Pascal Sicarini voit ici une raison pour que les traditionnels électeurs du PS, le considérant comme "trop gouvernemental", se tournent vers d'autres partis: "Les socialistes sont sur-représentés dans les gouvernements cantonaux par rapport à leur force parlementaire et cette position les oblige un peu à des compromis".
Le professeur analyse que les les socialistes "étaient très haut en Suisse romande, par rapport à la Suisse alémanique et, si le PS perd des plumes en Suisse romande, il y aura une sorte de rééquilibrage par rapport à leur force électorale dans la partie alémanique du pays".
La tendance des jeunes à voter Verts
Les Verts et les socialistes semblent avoir un électorat très similaire. Lorsque les citoyens doivent choisir entre les deux, Pascal Sciarini remarque qu'en général, la majorité votera PS: "Ça reste un parti beaucoup plus fort que les Verts.

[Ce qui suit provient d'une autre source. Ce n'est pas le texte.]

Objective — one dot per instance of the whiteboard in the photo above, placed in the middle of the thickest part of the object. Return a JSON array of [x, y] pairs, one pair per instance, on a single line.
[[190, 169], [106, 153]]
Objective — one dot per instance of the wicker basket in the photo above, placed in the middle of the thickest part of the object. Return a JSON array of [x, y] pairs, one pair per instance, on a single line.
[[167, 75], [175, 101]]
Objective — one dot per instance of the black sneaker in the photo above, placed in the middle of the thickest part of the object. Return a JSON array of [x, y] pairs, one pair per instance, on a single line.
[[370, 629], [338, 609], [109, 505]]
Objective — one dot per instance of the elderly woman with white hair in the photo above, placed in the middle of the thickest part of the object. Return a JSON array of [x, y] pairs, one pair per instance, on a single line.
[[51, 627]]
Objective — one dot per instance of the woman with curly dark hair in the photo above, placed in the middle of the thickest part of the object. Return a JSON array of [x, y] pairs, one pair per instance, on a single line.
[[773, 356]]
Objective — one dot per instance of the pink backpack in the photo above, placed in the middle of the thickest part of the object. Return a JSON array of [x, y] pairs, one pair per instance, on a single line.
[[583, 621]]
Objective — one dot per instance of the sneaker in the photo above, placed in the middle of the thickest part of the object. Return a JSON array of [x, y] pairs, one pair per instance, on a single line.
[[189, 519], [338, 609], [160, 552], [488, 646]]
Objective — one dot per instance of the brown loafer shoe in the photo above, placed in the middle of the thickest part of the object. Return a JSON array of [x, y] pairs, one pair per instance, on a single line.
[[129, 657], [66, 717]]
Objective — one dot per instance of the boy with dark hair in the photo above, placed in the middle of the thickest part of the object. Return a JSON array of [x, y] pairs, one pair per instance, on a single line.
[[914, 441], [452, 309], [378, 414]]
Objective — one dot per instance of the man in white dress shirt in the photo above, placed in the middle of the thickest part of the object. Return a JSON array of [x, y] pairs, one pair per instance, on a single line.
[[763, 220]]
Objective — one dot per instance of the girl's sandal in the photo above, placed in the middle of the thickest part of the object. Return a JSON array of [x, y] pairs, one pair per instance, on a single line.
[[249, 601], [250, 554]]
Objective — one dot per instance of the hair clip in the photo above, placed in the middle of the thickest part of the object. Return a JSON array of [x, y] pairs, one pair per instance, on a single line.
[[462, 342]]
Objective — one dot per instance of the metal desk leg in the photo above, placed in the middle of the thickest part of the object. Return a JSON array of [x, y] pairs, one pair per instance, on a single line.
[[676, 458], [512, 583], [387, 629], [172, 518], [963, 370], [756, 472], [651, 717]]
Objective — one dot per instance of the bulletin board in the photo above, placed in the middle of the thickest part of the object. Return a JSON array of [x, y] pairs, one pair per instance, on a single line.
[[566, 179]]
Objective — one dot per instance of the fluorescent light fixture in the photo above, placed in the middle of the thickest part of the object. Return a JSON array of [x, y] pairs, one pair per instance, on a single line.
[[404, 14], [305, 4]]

Toutefois, cette fois-ci, on semble avoir un basculement au profit des Verts. Maintenant, je reste circonspect par rapport à ces projections, parce que les Verts – on l'a vu aussi dans une autre enquête – gagnent pas mal de voix auprès des non-votants; et j'imagine que parmi les non-votants, il y a pas mal de jeunes. Or, il reste encore à prouver que les jeunes vont vraiment se mobiliser le 20 octobre: répondre à une enquête, ce n'est pas encore voter".
Le Parti socialiste a fait de l'environnement un thème depuis plusieurs années, mais il ne semble pas être convaincant sur ce thème en Suisse romande... Pour le politologue, c'est un peu une surprise: "Oui, Parce que ce n'est pas hier – contrairement à d'autres partis, comme le PLR – que le PS s'est découvert une fibre environnementale: ça date de fort longtemps! C'est un projet qui est au cœur de son action depuis des années. Le parti a été et est crédible depuis longtemps sur l'environnement. Et il est donc étonnant que les socialistes ne profitent pas davantage de la vague verte".
Les Vert'libéraux plus forts chez les Alémaniques que les Romands
Selon le baromètre de la SSR réalisé par sotomo, les intentions de vote pour les Vert'libéraux sont en augmentation. Toutefois, leur percée est bien plus notable en Suisse alémanique qu'en Suisse romande: il semblerait que des écologistes de droite, ça n'intéresse pas de notre côté de la Sarine.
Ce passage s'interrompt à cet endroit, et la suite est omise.